On December 7, 1941, my parents were still in elementary school when the attack on Pearl Harbor happened and the United States was poised to enter World War II. Yet even though I was probably not even a thought on the distant horizon, and wouldn’t be born for another 27 years, I still think about Pearl Harbor every December 7th. I think about the nearly 2,500 men and women who died that day. I think about the men and women who survived that day, and what they saw, and how they felt. I think about the survivors who are still with us, and I am saddened by the memories that they have carried with them these 74 years.
Maybe one day I will visit Pearl Harbor and be able to pay my respects at the USS Arizona memorial, and hopefully learn more about what happened that day and about the people who experienced it. Now, I know that the memorial has been constructed over the remains of the USS Arizona, which has lain partially submerged in the harbor, its hull clearly visible beneath the waters, the base of one of the gun turrets breaking the surface. I know that the ship is the final resting place of 1,102 sailors and Marines who died when the ship exploded and sank. It is a grave, and should be treated with respect. Yet, it concerns me that, even now, the USS Arizona leaks fuel into the water at a rate somewhere between 2 and 9 quarts every day. In addition, the ship itself was constructed of steel which, as we know, corrodes in water. As the hull corrodes further, the quantity of fuel released into the water could increase dramatically, jeopardizing aquatic life, groundwater, and those who depend on that groundwater. Moreover, there are other ships and sites all over the Pearl Harbor Naval Complex with similar environmental issues.

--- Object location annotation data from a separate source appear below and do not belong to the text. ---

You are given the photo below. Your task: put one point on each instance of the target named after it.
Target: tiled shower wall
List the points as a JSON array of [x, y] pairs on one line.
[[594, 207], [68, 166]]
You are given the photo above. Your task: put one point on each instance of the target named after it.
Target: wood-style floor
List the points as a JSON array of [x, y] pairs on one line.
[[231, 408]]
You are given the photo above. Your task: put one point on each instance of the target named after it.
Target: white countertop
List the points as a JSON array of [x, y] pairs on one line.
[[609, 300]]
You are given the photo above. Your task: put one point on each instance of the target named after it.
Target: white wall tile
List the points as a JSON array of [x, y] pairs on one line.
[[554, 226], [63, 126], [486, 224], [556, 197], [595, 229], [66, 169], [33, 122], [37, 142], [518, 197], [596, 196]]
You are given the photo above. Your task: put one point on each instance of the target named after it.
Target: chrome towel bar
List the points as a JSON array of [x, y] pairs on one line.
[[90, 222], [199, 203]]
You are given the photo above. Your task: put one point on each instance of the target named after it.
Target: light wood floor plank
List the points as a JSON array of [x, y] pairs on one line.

This is not to say that measures have not been taken to contain and clean up leaked fuel and other hazardous contaminants. The entire Pearl Harbor Naval Complex has been on the Environmental Protection Agency’s National Priority List since 1992. But the fact of where it is and what it represents poses problems that the Deepwater Horizon disaster or a gas station UST release, for example, do not. How do you protect human health and the environment while still respecting the burial place of thousands of people and a site with so much historical significance?
I don’t know the answer to that question. However, it is my hope that the delicate balance between preservation and conservation is respected in addressing the environmental concerns at Pearl Harbor.